Said dopey detritus goes on to verbally cling to rockist socialism, detailing the cultural downfall the inflated door charge represents, coughing up a hairball of egalitarian disbelief while holding "appealing" at an arm's length. Save it for CBGB's, Dee Dee.
"Omigod!" flames a sleeve-cut pompadour a few feet away. "I totally have pictures of you at ABC. You turned around and screamed right into my shot!"
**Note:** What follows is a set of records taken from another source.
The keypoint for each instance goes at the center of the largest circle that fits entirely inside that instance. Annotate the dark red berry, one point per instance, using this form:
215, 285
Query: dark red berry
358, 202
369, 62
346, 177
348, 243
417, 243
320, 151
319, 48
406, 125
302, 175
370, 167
Now that's more like it. Instantly, I'm sucked into the choreographed networking fray inherent to sessions that are Velvet, sporting that pale-faced searching gaze that isn't really looking for anything at all short of a reason to beg for free alcohol and talk about oneself while somebody gay takes your candid
picture. There's the heavy-pouring Smirnoff girl who is sorry if she gets me too drunk, the hired photographer who has traded his
affection for brown-skinned boys for one that involves Midwestern pasties, and the former Weekly web salesperson (now Universal web marketer) who is still holding on to his sitcom pilot about alt-publishing in the proximity of rodent ears.
"I think its time has almost come!" I pretend to think.
Soon I'm outside sucking the five years I have left through a mentholated stick.
"Are you the famous Billy Manz?!" bears a bear brushing by. Cory and his boyfriend cub are here from Tampa, and Cory insists that we are "cut from the same page."
"You're so much larger than life!" he calls me fat.
"Yet somehow so much smaller than death," I read my invisible cue card.
Inside, Carter from O-Rock comes up to buy me a drink while we wait for the Go-Go's (whom he hates) and small-talk Savannah (whom he loves). He's all golf-pinkish and name-droppy. When the words "Joey Fatone" and "Chris Kirkpatrick" slip to the floor, I pick 'em up just to drop them again, because it's fun. "You've got the fat-one in your cell phone, don'tcha," I nudge.
"Yeah, like that means anything."
It doesn't. But hair does. And out in front of the stage, where I eventually plant myself, a hairdresser type is hipster-shifting to the Thompson Twins. I frown like I always do.
"You look like you're having a blast," he flirts.
"I'm not."
Anyway, Venus (that's his name!) insists he's just finished doing Belinda's hair and that if I'm to get any secrets, I'll have to buy him a drink. I do. And short of the revelation that Kathy Valentine is a bitch (duh), I've probably been had. Still, Venus and I are in full fag pogo by the time the Go-Go's hit the stage, even eliciting the standard "You guys are so much funnnnnn!" from two pretty girls with mean boyfriends. So much fun, in fact, that the mean boyfriends aren't having it: Heels are about to go over heads. One shoves me, and I pretend not to notice. One shoves Venus, and hair's a-fixin' to fly. Then, out of nowhere, Cory appears with a forearm larger than Mars and shuts the haters down only moments before I can strip to my wet underpants, pinch a nut and cry.
"Do you want some Xanax?" Venus pill-drops in sympathy.
I need the Xanax. But I want attention.